Mi madre me quiso mucho, cuando yo era muy pequeña.

Pero de repente, de la noche a la mañana, crecí, y aquello fue el fin de todo. Mi madre me entendía como una parte de su ser y no estaba dispuesta a aceptar el hecho de que no constituíamos una unidad, de que cada una de nosotras existía por sí misma. Mientras yo fui su niña, fui parte de ella. En cuanto crecí se dio cuenta de que había comenzado la cuenta atrás, de que a partir de ese momento era como si yo estuviese en un escaparate, con un cartel de oferta colgado del cuello, y era sólo cuestión de tiempo el que alguien decidiera comprarme, sacarme de aquella vitrina en donde descansaba y pasearme por el mundo exterior.

Yo entonces no sabía nada de eso.

Recuerdo perfectamente que a mi madre le sacó de quicio desde el principio que los hombres me admirasen por la calle. La religión era su coartada perfecta. En cuanto alguno me silbaba empezaba a recriminarme una supuesta actitud provocativa que estimulaba la lascivia de los hombres, su pecado. No era culpa de ellos, era yo la que les provocaba. En seguida comprendí que no importaba la ropa que me pusiera o la actitud que tomara. Ya podía llevar camisetas de talla enorme o ir por la calle mirando al suelo: me silbaban igual. A no ser que me pusiera un hábito talar, llamaría la atención. O incluso, quién sabe, podría llamarla también con hábito y todo… Esta situación me reafirmaba en la idea que había ido haciéndome en el colegio de monjas: hiciera lo que hiciera, estaba destinada al pecado, por mucho que yo me esforzara en evitarlo. En el fondo, aunque mi educación fuera formalmente católica, crecí con ideas calvinistas.

Empecé a odiar a mi madre con todo mi corazón, con la misma intensidad con la que antes la había amado. Estaba harta de que pusiera pegas a todo: a mis vaqueros, a mi pelo suelto, a mi forma de andar e incluso de mirar.

Y entonces comenzaron los verdaderos problemas.

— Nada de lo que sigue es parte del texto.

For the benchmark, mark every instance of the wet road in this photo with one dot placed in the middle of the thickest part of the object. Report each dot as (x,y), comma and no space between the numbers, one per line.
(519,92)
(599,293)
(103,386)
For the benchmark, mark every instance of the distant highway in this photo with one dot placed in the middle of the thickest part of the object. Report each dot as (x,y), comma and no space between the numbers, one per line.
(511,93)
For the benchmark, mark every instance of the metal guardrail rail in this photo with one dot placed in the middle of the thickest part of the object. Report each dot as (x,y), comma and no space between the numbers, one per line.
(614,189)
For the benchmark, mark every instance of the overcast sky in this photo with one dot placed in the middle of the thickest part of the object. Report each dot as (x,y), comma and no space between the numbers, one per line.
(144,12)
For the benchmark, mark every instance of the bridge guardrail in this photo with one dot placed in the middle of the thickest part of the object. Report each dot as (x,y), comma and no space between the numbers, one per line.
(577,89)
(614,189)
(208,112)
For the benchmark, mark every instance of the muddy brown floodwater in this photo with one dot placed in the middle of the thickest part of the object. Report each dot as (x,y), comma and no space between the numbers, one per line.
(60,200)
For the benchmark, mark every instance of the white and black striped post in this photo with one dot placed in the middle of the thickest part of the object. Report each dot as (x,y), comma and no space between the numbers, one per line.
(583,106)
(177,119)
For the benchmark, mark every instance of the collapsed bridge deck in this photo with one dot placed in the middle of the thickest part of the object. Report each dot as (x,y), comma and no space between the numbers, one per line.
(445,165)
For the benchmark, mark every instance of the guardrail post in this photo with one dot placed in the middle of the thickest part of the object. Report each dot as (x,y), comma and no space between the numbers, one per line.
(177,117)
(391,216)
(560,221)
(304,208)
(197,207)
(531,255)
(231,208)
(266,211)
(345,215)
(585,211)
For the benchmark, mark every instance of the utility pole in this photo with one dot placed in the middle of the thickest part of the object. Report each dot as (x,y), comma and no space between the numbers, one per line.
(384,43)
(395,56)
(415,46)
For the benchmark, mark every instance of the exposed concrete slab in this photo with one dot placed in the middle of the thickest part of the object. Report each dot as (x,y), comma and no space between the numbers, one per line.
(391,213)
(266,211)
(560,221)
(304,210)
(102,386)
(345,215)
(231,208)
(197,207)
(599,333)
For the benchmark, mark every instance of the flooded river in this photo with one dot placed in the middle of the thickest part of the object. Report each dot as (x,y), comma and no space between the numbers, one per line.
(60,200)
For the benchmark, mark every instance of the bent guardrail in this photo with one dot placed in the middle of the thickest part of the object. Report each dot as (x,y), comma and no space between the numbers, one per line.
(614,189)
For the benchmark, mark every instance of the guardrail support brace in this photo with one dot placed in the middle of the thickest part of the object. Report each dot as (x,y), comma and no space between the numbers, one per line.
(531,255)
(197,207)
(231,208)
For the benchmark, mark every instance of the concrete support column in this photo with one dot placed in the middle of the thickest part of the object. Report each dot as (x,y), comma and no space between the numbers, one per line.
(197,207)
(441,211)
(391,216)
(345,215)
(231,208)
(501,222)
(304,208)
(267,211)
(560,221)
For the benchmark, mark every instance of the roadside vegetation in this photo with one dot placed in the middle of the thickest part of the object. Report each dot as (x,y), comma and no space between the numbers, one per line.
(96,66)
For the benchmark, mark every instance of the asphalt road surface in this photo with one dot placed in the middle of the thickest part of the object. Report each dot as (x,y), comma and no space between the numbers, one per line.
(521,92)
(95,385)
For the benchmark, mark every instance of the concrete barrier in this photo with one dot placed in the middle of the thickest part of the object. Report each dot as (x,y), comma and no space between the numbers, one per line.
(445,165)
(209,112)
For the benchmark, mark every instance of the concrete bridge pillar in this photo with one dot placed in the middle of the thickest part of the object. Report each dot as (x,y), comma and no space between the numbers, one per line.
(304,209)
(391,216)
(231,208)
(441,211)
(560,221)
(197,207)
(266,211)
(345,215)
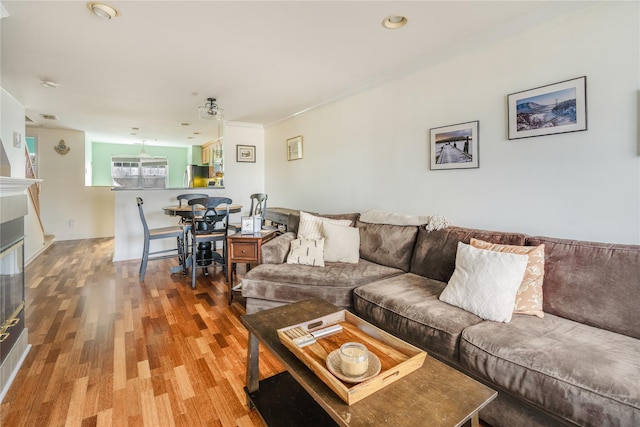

Mis recuerdos de infancia, hasta los once o doce años, vienen con una banda sonora propia: las discusiones encarnizadas entre mi padre y mi madre. Pero cuando alcancé la pubertad, ella desvió su agresividad y encontró un nuevo objetivo hacia el que canalizarla: Yo. Por supuesto, este cambio de actitud coincidió con una nueva toma de postura con respecto a mi padre, que pasó de ser el enemigo declarado a convertirse en un aliado de conveniencia. Es cierto que no dormían juntos, que él no le era fiel, que probablemente no se amaban, pero compartían una opinión común: no estaban dispuestos a permitir que yo hiciera lo que quisiera con mi vida. A partir de entonces, iban a ser ellos los que tomaran decisiones sobre mi existencia: qué ropa debía ponerme, a qué hora debía irme a dormir, con qué gente debía relacionarme, qué música debía escuchar, qué sitios debía frecuentar.